Blocks adjustment -- reduction of bias and variance of detrended fluctuation analysis using Monte Carlo simulation

TL;DR

This paper investigates how block length choices affect bias and variance in Detrended Fluctuation Analysis (DFA) and proposes optimal block ranges through extensive Monte Carlo simulations to improve Hurst exponent estimation.

Contribution

It introduces an optimized block selection method for DFA based on simulation results, reducing bias and variance in Hurst exponent estimation.

Findings

Optimal block pairs minimize mean-squared error in Hurst estimation.

DFA sensitivity varies with series correlation structure.

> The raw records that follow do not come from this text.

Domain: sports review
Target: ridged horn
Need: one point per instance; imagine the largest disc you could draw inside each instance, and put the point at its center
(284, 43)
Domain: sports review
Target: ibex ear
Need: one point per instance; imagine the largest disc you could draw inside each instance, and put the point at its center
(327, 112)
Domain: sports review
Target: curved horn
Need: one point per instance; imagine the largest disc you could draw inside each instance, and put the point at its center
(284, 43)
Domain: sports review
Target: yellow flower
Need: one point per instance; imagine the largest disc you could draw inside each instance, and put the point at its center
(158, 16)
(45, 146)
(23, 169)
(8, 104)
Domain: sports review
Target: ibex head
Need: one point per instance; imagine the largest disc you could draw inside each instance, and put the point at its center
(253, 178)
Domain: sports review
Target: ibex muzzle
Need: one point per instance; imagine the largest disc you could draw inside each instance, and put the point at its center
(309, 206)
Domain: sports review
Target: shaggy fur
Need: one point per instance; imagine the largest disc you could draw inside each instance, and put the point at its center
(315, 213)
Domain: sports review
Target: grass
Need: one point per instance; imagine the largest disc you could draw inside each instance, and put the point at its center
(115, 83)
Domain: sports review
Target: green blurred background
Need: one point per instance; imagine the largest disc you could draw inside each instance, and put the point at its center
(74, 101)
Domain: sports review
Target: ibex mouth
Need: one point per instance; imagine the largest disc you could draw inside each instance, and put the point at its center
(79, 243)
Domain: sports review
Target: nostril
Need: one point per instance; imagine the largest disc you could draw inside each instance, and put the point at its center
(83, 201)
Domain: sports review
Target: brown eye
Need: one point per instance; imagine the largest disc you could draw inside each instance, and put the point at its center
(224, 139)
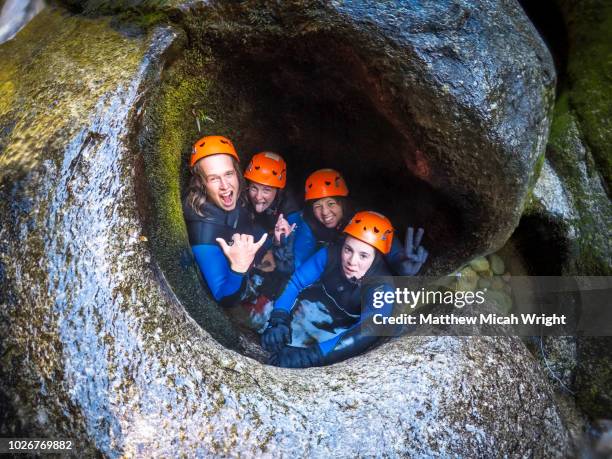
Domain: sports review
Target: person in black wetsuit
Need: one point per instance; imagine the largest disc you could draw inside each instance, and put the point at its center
(267, 194)
(326, 212)
(339, 269)
(221, 234)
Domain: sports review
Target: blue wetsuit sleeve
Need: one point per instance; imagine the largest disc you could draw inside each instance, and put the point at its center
(357, 338)
(304, 276)
(305, 244)
(220, 278)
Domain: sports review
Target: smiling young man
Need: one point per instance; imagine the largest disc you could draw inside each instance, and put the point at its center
(220, 232)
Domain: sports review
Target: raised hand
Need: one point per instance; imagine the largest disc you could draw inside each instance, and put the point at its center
(415, 254)
(242, 251)
(282, 228)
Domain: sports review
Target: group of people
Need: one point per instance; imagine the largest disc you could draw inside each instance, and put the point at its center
(254, 242)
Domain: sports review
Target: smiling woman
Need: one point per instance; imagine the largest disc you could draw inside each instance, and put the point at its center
(108, 335)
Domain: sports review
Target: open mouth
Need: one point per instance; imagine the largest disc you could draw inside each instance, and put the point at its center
(328, 221)
(227, 199)
(261, 206)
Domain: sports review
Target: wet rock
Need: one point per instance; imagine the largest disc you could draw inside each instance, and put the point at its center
(14, 14)
(479, 264)
(461, 92)
(497, 264)
(105, 354)
(484, 283)
(467, 280)
(497, 283)
(502, 299)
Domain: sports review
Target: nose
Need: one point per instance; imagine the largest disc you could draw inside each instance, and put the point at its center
(352, 260)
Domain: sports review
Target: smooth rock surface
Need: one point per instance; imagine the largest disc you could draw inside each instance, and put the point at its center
(95, 346)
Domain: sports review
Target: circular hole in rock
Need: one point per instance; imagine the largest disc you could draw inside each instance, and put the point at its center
(312, 103)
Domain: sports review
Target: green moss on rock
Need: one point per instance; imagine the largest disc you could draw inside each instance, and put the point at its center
(590, 71)
(48, 79)
(191, 88)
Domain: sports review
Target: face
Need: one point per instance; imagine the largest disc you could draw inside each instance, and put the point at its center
(221, 180)
(261, 196)
(357, 257)
(328, 211)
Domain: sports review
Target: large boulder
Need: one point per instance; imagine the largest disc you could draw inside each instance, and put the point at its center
(95, 345)
(569, 214)
(447, 103)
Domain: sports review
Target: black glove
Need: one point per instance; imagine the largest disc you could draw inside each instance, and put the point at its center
(414, 255)
(283, 254)
(278, 332)
(297, 357)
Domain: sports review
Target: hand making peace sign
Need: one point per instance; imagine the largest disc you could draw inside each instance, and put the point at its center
(242, 251)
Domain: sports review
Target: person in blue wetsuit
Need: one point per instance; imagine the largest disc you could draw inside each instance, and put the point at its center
(220, 232)
(340, 269)
(326, 212)
(267, 195)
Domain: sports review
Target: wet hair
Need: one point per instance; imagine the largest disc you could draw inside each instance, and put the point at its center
(196, 189)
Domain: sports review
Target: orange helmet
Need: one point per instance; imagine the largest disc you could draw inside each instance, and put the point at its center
(267, 168)
(372, 228)
(325, 183)
(212, 145)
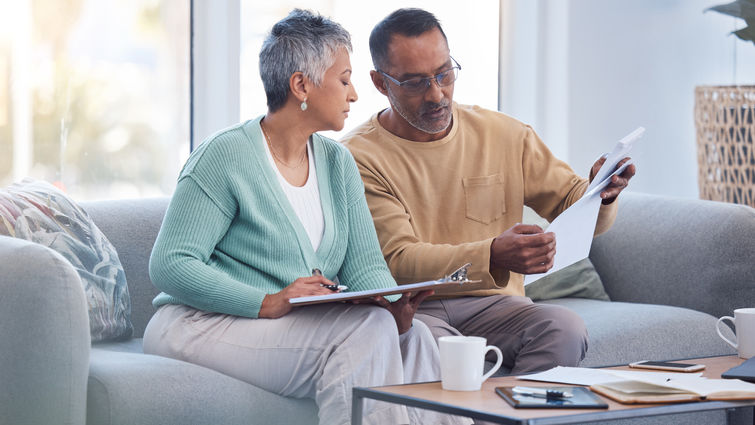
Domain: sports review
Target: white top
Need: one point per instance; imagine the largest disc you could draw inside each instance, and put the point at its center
(305, 200)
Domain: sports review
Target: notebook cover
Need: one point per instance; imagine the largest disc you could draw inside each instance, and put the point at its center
(582, 398)
(745, 371)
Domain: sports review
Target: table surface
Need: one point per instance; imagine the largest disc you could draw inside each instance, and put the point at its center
(487, 405)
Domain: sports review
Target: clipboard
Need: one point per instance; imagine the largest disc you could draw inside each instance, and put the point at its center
(457, 278)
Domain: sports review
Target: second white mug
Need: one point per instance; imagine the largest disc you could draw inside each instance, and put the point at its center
(462, 359)
(744, 324)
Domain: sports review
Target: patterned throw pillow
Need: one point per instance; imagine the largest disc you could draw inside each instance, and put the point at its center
(39, 212)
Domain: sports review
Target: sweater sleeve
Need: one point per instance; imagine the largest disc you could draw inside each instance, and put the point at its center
(551, 186)
(179, 264)
(363, 266)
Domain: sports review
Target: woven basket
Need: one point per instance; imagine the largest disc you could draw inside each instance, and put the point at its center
(725, 123)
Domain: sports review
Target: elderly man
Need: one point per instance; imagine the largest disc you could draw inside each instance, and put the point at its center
(446, 184)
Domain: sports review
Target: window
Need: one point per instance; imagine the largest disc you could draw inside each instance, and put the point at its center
(94, 95)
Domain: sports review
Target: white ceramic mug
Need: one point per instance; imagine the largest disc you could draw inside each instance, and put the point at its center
(462, 359)
(744, 324)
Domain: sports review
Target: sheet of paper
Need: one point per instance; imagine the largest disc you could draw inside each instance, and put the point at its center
(588, 376)
(571, 375)
(351, 295)
(574, 228)
(618, 153)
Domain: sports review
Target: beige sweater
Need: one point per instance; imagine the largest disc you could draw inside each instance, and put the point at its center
(438, 205)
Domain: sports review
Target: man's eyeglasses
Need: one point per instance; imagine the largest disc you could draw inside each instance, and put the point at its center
(419, 85)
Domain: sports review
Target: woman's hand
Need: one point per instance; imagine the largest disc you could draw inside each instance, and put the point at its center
(276, 305)
(403, 310)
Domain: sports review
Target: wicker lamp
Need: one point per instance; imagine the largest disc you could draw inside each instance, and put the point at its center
(725, 127)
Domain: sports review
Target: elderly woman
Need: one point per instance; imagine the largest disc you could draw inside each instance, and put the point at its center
(258, 207)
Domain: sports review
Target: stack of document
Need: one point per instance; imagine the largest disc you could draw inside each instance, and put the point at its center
(648, 387)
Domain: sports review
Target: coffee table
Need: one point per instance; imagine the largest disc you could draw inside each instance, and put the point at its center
(488, 406)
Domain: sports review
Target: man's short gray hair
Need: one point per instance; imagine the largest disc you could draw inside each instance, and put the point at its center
(301, 42)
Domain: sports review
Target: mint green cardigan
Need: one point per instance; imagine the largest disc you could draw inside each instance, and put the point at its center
(230, 236)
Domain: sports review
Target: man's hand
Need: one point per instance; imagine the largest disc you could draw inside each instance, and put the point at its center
(276, 305)
(403, 310)
(618, 182)
(523, 249)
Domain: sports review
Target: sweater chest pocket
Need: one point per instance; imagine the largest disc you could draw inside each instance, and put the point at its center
(484, 198)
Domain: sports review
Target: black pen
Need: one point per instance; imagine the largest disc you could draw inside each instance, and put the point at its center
(334, 288)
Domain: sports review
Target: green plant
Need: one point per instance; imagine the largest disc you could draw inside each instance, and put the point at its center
(744, 9)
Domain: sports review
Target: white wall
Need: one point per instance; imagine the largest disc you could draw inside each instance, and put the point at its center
(627, 64)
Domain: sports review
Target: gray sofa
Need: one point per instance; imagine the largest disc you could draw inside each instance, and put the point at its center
(671, 266)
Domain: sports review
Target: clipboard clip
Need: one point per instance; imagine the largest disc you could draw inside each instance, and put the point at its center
(460, 275)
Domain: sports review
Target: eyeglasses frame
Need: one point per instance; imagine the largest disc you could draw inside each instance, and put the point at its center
(435, 77)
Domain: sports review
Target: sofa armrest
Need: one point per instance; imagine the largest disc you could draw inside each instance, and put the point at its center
(682, 252)
(44, 355)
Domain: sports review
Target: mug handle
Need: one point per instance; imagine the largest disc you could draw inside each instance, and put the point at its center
(498, 362)
(718, 329)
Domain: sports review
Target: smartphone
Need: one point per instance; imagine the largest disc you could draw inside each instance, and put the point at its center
(670, 366)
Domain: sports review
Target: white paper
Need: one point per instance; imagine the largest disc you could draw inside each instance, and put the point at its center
(574, 228)
(589, 376)
(411, 287)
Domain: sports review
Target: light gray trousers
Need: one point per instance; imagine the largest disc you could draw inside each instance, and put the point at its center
(531, 336)
(318, 352)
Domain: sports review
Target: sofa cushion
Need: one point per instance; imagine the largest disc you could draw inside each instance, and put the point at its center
(39, 212)
(129, 388)
(579, 280)
(625, 332)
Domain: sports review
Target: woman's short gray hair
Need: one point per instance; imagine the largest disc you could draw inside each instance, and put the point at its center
(301, 42)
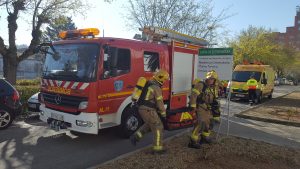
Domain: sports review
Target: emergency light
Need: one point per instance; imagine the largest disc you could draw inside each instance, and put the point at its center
(79, 33)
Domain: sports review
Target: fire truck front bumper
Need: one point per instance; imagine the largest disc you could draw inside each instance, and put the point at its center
(83, 122)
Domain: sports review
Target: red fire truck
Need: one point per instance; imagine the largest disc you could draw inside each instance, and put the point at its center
(87, 81)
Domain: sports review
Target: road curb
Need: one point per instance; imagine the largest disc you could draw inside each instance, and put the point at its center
(289, 123)
(268, 120)
(136, 151)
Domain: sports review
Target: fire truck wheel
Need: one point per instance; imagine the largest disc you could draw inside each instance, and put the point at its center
(131, 121)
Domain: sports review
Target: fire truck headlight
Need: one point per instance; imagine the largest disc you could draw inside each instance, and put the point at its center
(84, 123)
(83, 105)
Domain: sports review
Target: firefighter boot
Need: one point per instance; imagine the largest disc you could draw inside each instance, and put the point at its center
(134, 138)
(193, 144)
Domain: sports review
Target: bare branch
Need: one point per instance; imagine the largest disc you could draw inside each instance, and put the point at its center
(3, 49)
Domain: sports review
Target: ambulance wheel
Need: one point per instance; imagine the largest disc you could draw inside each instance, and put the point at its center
(130, 122)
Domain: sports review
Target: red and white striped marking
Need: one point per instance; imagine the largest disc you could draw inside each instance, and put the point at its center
(65, 84)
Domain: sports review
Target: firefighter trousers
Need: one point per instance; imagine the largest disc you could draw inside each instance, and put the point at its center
(202, 126)
(215, 110)
(252, 95)
(152, 123)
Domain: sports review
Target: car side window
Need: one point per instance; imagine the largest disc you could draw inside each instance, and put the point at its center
(116, 62)
(151, 61)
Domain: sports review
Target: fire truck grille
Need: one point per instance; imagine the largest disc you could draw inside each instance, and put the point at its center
(63, 100)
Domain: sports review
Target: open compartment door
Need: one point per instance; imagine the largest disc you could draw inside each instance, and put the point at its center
(182, 75)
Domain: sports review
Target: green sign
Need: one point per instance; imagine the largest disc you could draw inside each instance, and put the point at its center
(215, 51)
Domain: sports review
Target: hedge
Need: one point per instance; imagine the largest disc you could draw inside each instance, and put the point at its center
(25, 93)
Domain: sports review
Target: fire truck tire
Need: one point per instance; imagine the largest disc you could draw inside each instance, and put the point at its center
(130, 122)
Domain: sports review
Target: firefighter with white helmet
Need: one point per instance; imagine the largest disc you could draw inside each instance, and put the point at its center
(200, 101)
(151, 108)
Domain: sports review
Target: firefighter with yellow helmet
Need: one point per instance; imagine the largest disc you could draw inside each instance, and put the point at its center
(151, 108)
(202, 97)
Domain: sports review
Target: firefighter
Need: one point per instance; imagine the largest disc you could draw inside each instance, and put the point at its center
(252, 86)
(215, 106)
(201, 98)
(151, 108)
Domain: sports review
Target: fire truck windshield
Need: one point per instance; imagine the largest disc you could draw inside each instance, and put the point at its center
(74, 62)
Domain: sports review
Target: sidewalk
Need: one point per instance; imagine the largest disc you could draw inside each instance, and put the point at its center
(282, 110)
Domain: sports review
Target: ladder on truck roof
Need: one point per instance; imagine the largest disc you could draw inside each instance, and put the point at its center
(157, 34)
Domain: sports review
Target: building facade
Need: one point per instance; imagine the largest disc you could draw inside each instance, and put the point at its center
(292, 35)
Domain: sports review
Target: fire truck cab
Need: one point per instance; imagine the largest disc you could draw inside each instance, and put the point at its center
(87, 81)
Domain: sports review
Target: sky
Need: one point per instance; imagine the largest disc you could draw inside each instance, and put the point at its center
(274, 14)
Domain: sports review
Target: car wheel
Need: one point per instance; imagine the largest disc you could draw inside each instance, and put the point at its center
(130, 122)
(6, 119)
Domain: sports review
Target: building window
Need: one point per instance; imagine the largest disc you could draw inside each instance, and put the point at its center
(151, 61)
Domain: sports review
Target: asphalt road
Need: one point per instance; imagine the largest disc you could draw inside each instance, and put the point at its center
(31, 144)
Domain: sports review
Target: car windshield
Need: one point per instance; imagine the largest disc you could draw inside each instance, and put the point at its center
(76, 62)
(244, 76)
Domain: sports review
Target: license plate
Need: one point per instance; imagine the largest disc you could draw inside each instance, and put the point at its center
(239, 95)
(32, 105)
(57, 116)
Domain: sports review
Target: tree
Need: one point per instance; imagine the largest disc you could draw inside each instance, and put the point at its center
(61, 23)
(258, 44)
(41, 12)
(190, 17)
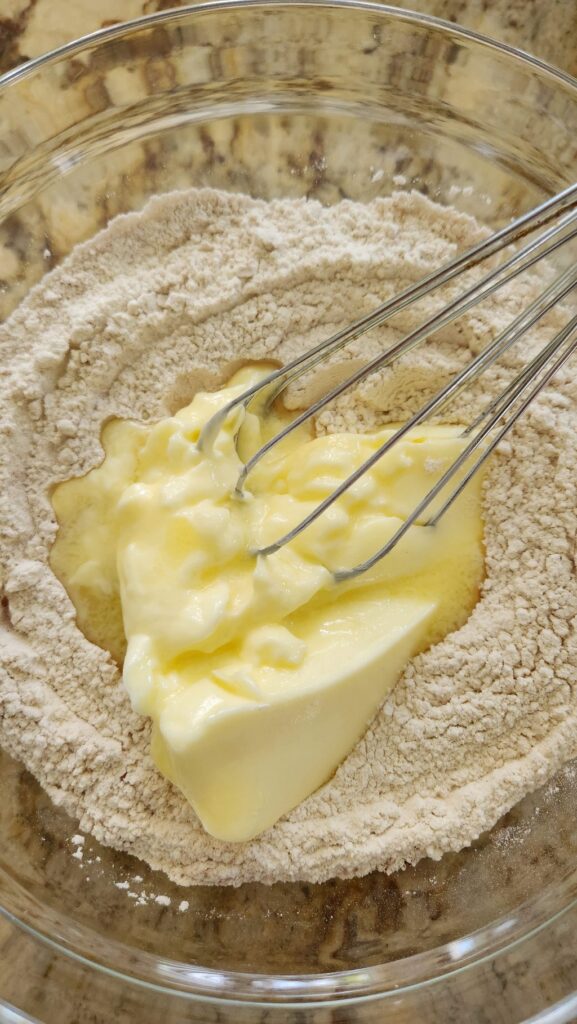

Bias correction improves anti-persistent process analysis.

Abstract

The length of minimal and maximal blocks equally distant on log-log scale versus fluctuation function considerably influences bias and variance of DFA. Through a number of extensive Monte Carlo simulations and different fractional Brownian motion/fractional Gaussian noise generators, we found the pair of minimal and maximal blocks that minimizes the sum of mean-squared error of estimated Hurst exponents for the series of length N=2^p, p=7,...,15. Sensitivity of DFA to sort-range correlations was examined using ARFIMA(p,d,q) generator. Due to the bias of the estimator for anti-persistent processes, we narrowed down the range of Hurst exponent to 1/2<=H< 1.